Quand une ponction du genou est-elle nécessaire ?
Une ponction peut être envisagée lorsque le liquide est abondant, que la pression rend le genou très douloureux ou que la flexion devient difficile. Elle permet parfois d’évacuer une partie du liquide et de réduire la tension ressentie dans l’articulation.
Son intérêt est aussi diagnostique. L’analyse du liquide synovial peut aider à distinguer une infection, une inflammation, la présence de cristaux responsables de la goutte ou de la chondrocalcinose, un saignement après traumatisme ou une autre cause.

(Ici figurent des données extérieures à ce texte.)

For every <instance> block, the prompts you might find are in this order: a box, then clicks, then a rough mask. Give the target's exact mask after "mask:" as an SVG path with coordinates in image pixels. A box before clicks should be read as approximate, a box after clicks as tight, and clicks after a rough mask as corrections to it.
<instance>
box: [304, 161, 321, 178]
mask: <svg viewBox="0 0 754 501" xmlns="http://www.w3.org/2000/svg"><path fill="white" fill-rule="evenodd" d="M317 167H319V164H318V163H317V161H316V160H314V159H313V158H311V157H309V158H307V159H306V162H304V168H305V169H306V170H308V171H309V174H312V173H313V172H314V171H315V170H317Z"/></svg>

La ponction n’est pas automatique pour chaque épanchement. Seul un professionnel de santé peut décider si elle est nécessaire, après avoir examiné le genou et évalué vos symptômes, vos traitements et vos antécédents. Le geste doit être réalisé dans de bonnes conditions d’hygiène, généralement par un médecin.
Une genouillère est-elle utile en cas d’épanchement ?
Une genouillère peut améliorer le confort ou donner une sensation de maintien dans certaines situations, notamment lorsque vous reprenez progressivement la marche ou une activité encadrée. Une compression légère peut aussi rassurer lors des déplacements, mais son effet reste symptomatique.
Elle ne fait pas disparaître le liquide, ne traite pas une infection et ne répare pas une lésion du ménisque ou d’un ligament. Elle ne doit donc pas vous servir à forcer sur un genou encore douloureux, instable ou très gonflé.
Choisissez un modèle suffisamment confortable pour ne pas gêner vos mouvements. Une genouillère trop serrée peut provoquer une douleur, des fourmillements, un engourdissement ou une gêne circulatoire. Retirez-la si ces signes apparaissent et demandez conseil à un professionnel pour vérifier que le niveau de maintien correspond réellement à votre besoin.
Conclusion
Que faire quand on a un épanchement au genou ? Protégez l’articulation sans l’immobiliser complètement, réduisez les déplacements douloureux et évitez le sport, les sauts, les escaliers répétés et les positions accroupies. Appliquez du froid pendant 15 à 20 minutes, avec une poche enveloppée dans un linge, puis surélevez la jambe lorsque vous êtes assis ou allongé. Surveillez l’évolution du gonflement, de la douleur et de la mobilité dans les heures qui suivent.
Un avis médical est nécessaire si le genou reste gonflé plusieurs jours, si l’épanchement revient après chaque effort ou si la douleur persiste et s’intensifie. Consultez rapidement, voire en urgence, en cas de fièvre, de genou rouge et chaud, de douleur importante ou croissante, de blocage, de déformation ou d’impossibilité de prendre appui. Ces signes peuvent correspondre à une situation qui ne doit pas attendre.
Le repos et le froid peuvent apporter un soulagement temporaire, mais ils ne traitent pas l’origine du problème. Identifier puis traiter la cause, qu’elle soit traumatique, mécanique, inflammatoire ou infectieuse, permet de réduire le risque de récidive. La reprise de la marche, du travail et du sport doit rester progressive, guidée par les symptômes et, si nécessaire, par un professionnel de santé.